Like the protagonist of The Incredible Hulk, the MC is a man of contrasts
PREVIEW There has never been a more fitting musical stage name than the one chosen by Lavell Crump. Crump's pseudonym of choice, David Banner, perfectly sums up his style and his struggle: he, like the protagonist of The Incredible Hulk, is a man of stark contrasts.
The MC and musician is unafraid to voice his progressive social beliefs, and is a dedicated humanitarian who raised more than $500,000 for Hurricane Katrina relief in Louisiana and his home state of Mississippi. He weaves engrossing tales about the struggle and strife that surrounded him growing up in a destitute section of a racially divided Jackson. All his albums contain touching tales of Americans fighting to survive in one of the most maligned and ignored areas in the country. On his latest, The Greatest Story Ever Told (Universal), Banner respectfully acknowledges his state's blessings and problems on the swirling salute to the past, "Cadillac on 22's Part II": "Mississippi is the place where your boy came from / But so many people are still afraid to come / But, I'm gon' tell the truth / It's just real good food / And real strong people / Who still refuse to move."

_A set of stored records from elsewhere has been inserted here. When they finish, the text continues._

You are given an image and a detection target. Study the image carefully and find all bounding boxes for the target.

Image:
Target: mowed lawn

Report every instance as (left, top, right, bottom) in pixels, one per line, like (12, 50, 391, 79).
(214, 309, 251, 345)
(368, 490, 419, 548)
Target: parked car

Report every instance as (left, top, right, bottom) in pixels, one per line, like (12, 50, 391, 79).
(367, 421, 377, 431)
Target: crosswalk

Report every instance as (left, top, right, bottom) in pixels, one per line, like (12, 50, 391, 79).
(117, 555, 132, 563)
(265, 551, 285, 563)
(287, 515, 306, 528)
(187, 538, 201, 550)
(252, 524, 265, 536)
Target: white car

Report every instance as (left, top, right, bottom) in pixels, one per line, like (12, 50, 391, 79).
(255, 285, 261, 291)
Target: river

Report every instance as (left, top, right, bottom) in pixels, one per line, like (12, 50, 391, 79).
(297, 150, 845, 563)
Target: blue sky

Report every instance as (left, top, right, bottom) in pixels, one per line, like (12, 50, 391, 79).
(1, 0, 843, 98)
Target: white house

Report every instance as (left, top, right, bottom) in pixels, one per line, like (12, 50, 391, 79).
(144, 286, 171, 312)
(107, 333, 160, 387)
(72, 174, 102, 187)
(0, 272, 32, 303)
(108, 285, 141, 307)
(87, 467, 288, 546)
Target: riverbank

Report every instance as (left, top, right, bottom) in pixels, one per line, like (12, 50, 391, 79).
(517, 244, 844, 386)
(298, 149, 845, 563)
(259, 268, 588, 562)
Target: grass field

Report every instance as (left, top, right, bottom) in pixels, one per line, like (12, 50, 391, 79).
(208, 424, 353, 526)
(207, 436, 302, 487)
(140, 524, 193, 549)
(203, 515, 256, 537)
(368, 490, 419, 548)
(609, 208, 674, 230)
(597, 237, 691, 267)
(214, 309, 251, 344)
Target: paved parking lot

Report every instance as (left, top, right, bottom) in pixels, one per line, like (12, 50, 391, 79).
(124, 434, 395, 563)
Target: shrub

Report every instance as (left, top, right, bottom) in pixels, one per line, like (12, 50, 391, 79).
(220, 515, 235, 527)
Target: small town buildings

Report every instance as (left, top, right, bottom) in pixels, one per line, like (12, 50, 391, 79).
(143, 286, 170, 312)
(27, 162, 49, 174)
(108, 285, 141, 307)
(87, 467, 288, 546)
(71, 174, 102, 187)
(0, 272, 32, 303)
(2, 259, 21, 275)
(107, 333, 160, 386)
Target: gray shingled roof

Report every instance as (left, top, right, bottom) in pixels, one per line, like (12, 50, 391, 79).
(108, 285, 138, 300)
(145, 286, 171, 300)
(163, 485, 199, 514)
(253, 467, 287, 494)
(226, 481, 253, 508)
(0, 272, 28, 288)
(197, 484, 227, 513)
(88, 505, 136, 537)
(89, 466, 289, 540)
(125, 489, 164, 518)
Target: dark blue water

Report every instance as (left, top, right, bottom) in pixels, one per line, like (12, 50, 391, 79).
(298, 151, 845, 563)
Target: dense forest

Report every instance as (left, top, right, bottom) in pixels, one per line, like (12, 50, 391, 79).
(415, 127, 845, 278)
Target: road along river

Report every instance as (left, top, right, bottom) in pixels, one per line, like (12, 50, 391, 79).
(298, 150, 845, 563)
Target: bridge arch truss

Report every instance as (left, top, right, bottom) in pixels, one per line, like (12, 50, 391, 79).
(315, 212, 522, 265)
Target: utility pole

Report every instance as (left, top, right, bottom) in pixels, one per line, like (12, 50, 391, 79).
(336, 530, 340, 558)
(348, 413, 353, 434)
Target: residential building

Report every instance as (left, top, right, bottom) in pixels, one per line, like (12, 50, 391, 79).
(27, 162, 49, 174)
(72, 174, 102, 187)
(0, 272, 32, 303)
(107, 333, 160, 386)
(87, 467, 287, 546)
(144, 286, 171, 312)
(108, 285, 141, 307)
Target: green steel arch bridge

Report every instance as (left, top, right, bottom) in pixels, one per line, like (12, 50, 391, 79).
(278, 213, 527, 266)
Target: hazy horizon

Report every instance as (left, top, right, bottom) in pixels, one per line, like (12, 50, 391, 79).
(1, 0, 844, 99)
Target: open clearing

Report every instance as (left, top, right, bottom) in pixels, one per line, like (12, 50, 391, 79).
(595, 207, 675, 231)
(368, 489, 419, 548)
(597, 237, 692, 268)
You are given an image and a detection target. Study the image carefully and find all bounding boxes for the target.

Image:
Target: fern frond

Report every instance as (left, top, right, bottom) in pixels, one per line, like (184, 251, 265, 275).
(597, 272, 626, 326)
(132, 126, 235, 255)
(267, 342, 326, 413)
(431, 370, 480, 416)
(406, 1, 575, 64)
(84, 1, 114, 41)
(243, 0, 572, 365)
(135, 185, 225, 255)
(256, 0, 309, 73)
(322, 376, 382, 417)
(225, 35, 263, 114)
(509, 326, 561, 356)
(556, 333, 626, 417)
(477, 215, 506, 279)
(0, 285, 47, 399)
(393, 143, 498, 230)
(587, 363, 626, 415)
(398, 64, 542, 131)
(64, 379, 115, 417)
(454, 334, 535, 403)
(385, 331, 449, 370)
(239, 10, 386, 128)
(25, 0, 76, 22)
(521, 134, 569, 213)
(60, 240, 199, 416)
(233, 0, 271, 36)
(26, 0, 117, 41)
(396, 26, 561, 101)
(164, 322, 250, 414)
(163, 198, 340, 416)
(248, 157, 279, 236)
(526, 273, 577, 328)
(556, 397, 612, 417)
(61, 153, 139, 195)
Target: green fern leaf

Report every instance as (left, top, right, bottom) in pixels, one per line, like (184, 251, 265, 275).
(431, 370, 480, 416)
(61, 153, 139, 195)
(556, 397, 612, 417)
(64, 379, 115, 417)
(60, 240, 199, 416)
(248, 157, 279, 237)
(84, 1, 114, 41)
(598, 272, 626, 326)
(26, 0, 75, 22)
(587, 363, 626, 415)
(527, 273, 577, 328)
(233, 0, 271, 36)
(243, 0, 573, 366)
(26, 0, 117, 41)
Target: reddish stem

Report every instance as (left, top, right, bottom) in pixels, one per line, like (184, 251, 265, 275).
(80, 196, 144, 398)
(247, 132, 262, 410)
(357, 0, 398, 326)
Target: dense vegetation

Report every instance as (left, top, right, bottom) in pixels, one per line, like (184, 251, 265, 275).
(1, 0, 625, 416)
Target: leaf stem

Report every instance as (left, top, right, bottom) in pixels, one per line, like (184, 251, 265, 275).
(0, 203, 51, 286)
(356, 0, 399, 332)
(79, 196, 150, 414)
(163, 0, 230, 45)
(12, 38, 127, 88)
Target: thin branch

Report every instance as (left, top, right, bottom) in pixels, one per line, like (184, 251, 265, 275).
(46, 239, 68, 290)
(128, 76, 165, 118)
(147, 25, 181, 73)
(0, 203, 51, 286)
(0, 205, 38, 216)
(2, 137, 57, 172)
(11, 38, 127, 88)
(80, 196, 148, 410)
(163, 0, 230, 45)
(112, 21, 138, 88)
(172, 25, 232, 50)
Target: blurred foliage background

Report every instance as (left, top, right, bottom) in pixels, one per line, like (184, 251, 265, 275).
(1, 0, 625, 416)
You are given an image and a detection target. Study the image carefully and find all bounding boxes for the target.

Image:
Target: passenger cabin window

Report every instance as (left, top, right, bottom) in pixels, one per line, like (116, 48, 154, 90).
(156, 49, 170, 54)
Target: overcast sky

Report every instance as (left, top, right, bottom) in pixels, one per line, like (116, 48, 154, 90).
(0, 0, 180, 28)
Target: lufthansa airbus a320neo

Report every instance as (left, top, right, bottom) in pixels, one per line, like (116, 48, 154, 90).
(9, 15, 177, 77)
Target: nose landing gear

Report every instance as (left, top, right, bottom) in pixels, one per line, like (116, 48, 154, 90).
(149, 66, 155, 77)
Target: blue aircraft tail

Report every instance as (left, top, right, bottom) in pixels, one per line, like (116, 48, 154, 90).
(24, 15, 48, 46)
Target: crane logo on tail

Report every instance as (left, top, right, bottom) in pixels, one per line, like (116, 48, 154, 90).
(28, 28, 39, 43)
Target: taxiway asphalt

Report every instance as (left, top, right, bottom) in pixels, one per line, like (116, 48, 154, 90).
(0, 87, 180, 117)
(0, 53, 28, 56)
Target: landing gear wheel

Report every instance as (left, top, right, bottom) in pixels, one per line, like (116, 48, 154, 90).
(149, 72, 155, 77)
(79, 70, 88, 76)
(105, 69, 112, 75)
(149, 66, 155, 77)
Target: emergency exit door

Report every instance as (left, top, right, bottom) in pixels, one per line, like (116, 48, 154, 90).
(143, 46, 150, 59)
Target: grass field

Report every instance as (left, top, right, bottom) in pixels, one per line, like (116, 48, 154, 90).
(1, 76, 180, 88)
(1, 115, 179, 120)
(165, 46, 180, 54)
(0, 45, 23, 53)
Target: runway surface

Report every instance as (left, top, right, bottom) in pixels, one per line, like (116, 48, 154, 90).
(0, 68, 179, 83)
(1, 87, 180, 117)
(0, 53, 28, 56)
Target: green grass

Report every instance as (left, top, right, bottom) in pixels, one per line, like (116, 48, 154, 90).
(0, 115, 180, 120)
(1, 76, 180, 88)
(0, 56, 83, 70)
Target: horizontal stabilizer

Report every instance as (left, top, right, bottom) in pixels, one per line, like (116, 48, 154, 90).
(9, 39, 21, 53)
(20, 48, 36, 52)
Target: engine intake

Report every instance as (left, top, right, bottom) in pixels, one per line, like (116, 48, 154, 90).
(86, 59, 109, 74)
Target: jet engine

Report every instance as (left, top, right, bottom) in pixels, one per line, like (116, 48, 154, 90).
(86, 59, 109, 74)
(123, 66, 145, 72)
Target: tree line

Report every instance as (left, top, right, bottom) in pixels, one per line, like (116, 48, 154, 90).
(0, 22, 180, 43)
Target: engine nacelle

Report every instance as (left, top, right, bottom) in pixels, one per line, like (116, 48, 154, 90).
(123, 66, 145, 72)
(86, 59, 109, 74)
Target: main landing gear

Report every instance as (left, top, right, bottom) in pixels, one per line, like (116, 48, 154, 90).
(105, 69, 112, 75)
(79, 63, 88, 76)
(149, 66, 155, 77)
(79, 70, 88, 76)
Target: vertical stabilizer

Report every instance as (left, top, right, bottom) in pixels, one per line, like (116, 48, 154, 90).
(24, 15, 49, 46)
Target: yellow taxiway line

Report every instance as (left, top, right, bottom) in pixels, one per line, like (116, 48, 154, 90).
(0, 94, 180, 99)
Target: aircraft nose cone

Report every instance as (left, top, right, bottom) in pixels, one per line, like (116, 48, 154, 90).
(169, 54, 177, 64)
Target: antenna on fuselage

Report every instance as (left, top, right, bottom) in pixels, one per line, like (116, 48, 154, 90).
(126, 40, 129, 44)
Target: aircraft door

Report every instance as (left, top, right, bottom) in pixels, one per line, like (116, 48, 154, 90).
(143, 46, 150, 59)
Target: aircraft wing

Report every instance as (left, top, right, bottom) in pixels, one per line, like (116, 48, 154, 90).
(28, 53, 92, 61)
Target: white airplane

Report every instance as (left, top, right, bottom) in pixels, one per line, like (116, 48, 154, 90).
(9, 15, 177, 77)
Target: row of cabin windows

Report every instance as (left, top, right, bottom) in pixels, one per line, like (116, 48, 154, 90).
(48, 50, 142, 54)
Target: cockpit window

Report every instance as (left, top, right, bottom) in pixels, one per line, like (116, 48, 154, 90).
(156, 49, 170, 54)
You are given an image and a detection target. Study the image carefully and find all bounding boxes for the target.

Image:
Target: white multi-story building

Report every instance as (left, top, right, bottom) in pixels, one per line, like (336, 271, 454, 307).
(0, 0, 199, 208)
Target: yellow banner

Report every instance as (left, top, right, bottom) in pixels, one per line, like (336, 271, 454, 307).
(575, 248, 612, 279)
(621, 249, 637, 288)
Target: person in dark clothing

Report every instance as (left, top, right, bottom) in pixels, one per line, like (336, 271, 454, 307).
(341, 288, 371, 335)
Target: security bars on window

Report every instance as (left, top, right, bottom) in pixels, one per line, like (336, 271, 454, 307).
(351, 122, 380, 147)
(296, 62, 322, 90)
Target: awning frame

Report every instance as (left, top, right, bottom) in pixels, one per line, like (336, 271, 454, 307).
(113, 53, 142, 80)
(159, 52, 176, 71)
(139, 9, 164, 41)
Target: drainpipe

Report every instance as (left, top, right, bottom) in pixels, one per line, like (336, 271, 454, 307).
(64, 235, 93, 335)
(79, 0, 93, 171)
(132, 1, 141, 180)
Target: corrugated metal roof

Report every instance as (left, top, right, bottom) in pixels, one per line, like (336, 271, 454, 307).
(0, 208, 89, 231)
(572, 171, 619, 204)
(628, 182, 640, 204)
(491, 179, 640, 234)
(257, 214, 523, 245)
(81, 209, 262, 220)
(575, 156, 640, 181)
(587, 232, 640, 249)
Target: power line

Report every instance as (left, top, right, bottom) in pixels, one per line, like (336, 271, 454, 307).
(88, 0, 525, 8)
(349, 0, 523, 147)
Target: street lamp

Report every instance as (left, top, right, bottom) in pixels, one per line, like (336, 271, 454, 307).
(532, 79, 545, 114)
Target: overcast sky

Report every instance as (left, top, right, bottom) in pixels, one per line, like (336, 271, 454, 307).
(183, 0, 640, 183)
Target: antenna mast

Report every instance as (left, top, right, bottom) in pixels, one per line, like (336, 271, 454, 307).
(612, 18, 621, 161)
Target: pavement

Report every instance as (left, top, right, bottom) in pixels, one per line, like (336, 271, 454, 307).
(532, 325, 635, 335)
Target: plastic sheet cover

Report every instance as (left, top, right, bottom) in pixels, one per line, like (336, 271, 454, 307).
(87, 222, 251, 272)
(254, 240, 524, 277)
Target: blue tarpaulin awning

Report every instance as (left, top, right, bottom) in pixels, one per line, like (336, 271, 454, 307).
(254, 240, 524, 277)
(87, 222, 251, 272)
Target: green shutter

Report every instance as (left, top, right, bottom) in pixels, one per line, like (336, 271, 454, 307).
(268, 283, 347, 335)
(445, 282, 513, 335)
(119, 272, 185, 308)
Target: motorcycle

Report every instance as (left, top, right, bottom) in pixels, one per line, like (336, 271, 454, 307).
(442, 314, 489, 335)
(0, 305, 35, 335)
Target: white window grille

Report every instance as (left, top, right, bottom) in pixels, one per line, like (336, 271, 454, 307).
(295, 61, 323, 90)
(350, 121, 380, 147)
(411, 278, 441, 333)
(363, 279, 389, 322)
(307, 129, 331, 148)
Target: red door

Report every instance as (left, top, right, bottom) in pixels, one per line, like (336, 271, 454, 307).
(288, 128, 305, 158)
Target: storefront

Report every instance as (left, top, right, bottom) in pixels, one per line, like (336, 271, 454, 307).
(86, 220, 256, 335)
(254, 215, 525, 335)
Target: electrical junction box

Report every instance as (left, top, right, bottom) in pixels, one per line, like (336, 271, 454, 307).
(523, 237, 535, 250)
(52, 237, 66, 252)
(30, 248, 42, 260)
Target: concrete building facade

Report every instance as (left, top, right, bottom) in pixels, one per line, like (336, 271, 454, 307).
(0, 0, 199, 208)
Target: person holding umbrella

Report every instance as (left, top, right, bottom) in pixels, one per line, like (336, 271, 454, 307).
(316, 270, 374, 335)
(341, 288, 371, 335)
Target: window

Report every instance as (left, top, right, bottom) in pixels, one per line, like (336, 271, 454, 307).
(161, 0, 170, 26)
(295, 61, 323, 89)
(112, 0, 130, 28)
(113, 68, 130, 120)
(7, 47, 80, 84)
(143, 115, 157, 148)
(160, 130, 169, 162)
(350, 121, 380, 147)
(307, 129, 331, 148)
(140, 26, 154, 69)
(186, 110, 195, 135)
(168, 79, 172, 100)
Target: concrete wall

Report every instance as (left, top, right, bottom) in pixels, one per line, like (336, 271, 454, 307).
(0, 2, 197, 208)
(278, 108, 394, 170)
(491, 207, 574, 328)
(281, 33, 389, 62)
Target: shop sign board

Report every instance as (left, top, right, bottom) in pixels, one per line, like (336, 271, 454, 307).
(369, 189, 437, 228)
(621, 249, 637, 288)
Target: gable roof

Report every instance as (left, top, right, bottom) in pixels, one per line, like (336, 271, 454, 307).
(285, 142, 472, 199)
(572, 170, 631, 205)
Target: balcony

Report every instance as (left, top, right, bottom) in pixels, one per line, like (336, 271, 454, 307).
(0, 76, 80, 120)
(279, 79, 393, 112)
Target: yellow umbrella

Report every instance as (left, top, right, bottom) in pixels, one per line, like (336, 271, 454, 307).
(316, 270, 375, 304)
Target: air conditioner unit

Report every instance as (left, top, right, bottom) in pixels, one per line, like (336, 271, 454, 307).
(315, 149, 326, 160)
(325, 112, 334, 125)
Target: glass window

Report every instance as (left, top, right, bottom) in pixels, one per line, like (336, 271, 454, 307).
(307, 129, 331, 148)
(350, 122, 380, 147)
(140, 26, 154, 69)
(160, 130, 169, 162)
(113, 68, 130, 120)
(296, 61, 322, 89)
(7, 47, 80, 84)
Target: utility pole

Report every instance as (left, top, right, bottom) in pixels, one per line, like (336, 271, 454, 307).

Of course, like the fictional scientist Dr. David Banner, the performer has an alter ego. Though all Banner's recordings include sobering, powerful tracks, they all also contain formulaic "booty jams" like his biggest hit and possibly worst song 2005's "Play." They tend to come off as scurrilous and awkward instead of titilutf8g. Myopic critics often focus on these missteps, and Banner gets the unfair reputation of being another derivative, chauvinistic rapper. Story is a perfect example of the duality that both gives Banner life and holds him back. The disc's versatility keeps it interesting, as he coolly shifts from pensive, engrossing numbers ("Hold On") to real heaters that showcase the rapper's signature flow ("So Long"). But he falls into the same pitfalls of his earlier albums with the sleazy "A Girl." Expect all sides of Banner to be in full force when he performs live, backed by the Rhythm Roots All-Stars.